Like many of you, I have been wondering exactly what is going on with gasoline prices in the US. In my home town of Seattle, we have exceeded $2.30 a gallon and there is no sign the price will be dropping anytime soon.
So what is going on?
The problem we have been told is the fact that OPEC has jacked up prices and that we have a lack of refineries to produce enough gasoline. The refineries are working at 100% capacity, but demand is outstripping supplies. In addition, there is serious fears we are running out of oil. Because of this, we're facing record prices for gasoline.
I finally had a talk with a friend who works in the refining industry and asked him what is going on. Here is his take on the refinery part of the equation.

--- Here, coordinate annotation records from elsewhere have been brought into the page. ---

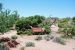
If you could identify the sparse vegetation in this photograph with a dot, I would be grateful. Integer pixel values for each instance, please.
(30, 44)
(48, 37)
(22, 48)
(14, 37)
(59, 40)
(38, 38)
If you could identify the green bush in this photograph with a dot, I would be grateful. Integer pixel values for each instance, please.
(14, 37)
(7, 20)
(48, 37)
(26, 32)
(22, 48)
(59, 40)
(38, 38)
(30, 44)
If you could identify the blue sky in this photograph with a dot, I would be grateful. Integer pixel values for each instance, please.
(56, 8)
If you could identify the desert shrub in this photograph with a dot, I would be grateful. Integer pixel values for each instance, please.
(14, 37)
(69, 31)
(59, 40)
(7, 20)
(30, 44)
(26, 32)
(38, 38)
(2, 46)
(46, 26)
(48, 37)
(22, 48)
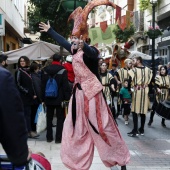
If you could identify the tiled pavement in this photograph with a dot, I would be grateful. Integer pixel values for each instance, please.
(149, 152)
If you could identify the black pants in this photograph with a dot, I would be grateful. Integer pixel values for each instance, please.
(27, 114)
(135, 121)
(60, 121)
(33, 113)
(126, 109)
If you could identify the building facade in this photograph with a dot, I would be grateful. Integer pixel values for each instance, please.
(13, 15)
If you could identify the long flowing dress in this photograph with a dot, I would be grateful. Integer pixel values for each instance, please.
(94, 125)
(89, 121)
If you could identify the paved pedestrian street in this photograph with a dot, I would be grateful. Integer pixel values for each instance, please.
(148, 152)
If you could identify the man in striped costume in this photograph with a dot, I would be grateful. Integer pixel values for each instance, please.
(141, 77)
(121, 75)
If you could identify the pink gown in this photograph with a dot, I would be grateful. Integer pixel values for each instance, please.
(92, 112)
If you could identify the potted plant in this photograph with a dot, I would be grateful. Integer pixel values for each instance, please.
(122, 36)
(154, 33)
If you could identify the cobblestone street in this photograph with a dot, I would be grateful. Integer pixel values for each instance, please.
(148, 152)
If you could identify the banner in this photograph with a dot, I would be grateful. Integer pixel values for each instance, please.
(127, 19)
(2, 25)
(122, 24)
(118, 13)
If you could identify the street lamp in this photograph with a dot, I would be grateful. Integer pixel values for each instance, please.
(153, 2)
(71, 5)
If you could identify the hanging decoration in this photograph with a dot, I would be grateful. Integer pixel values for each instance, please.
(123, 35)
(103, 26)
(118, 13)
(154, 33)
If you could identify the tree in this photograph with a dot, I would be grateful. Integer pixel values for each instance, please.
(44, 10)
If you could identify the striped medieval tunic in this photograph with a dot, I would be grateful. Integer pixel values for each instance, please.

While it is true that gasoline refineries are operating at full capacity, they are not producing as much gasoline as they could.
A modern refinery works like this. Crude oil goes and and depending on the switches they throw or the heating elements they turn on, crude oil can be changed into a number of products on the fly. Home heating oil, diesel, jet fuel, kerosene or gasoline or other products such as pure carbon, used in steel. All of them are easy to produce.
The refineries in the United States are capable of producing an amazing amount of gasoline. In fact, in a few days time, we can produce enough gasoline to end any semblance of a shortage. They can do the same thing for heating oil or jet fuel.
Right now, most refineries are operating at 100% capacity and producing about 19% oil. The majority of the product being produced right now is home heating oil. This is to make up for the depleted stocks over the long cold winter. The refineries in my area, places my friend has been to in the last week are producing mostly carbon in the Cokers. The refineries could easily produce more gasoline, but why? That would drive the price down. Why ruin a good thing?
The US gets 70% of it's oil from resources other than OPEC. We produce lots of oil domestically in California, Texas and Alaska. The cost to pump that oil has not changed, just the cost that the oil is sold at on the futures market. This means that a company like ARCO owns and oil field, they are not paying any more money to run it through their refinery. It has the same cost. When they sell it as gasoline, again it has the same cost. But they can sell it now at record prices. It might explain why oil companies like ARCO or Chevron/Texaco posted record profits last quarter.
Obviously a price hike from OPEC would affect the price of the last 30% of the oil we purchase. With those cost raises in place, it should cost us 50 cents more per gallon, not 75 cents per gallon that I have seen at the pumps.